Last weekend, dignify launched the “Rest Collection” of kantha blankets along with our anniversary celebration. But, I didn’t expound upon the meaning behind the name. “Rest”, as in, is the rest of the blankets I had? Ha ha… no.
The story of this name (isn’t there always a story? ;) isn’t a narrative, but it is an often-lived tale: the one of busyness. In our culture, busy is the banner over much of life, and never is it more so than at this time of year. The holiday season is the busiest time for busy people, but isn't the season supposed to be about peace?
For me, running a business while also being a full time parent to young children was never going to be “restful” in a classical sense of the word. But is there not a deep, peaceful satisfaction of good work done well? Does fullness have to mean chaos? How, this upcoming holiday season, can I – amidst the busyness – live nonetheless in a sense of rest?

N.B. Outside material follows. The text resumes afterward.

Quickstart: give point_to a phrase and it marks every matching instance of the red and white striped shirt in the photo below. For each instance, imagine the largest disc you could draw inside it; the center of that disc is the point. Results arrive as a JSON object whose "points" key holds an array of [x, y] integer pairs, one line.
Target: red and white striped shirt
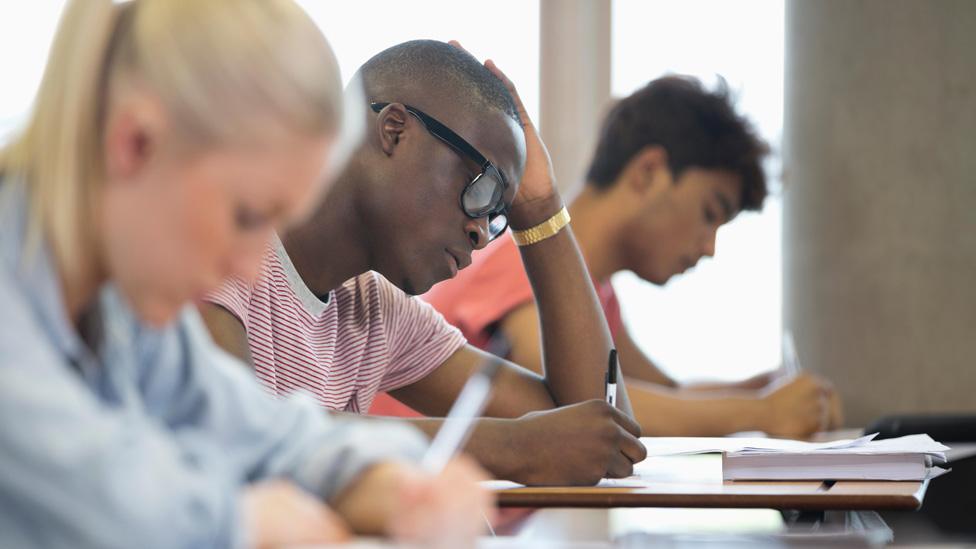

One key foundation for me, personally, as I began dignify, was a concept out of Biblical history. There is an exchange detailed between Yahweh and the people of Israel that goes something like this:
The people say, “God, we are fasting & resting on the Sabbath like you told us. Aren’t you pleased?” And his response is, “Yes, you are fasting, but while you fast, your workers are being exploited! Yes, you are resting, but at the end of the day you finish it with quarrelling & fistfights! You’re not quite getting it.”
He goes on to detail the kind of “day” he’s after: to break the chains of injustice, get rid of exploitation in the workplace, free the oppressed, cancel debts. To share food with the hungry, invite the homeless poor into your homes, put clothes on the shivering ill-clad, be available to your own families.
“Do this,” he says, “and the lights will turn on, and your lives will turn around at once.”
As I have prepared over the past few weeks (and continue to scurry & pack orders & email & do parent teacher interviews, etc.), I often look to the names of the throws and cling to them.
These things may not be defining the activity of my everyday, but the posture is there. There is a peace to taking care of people, to doing what I can, to filling my days in part with “the good” – in my small way.
My hope is that during this busy season, you, too, can find rest in your good work; even if that work is as simple as passing kindness to a service worker or sharing cans with the food bank.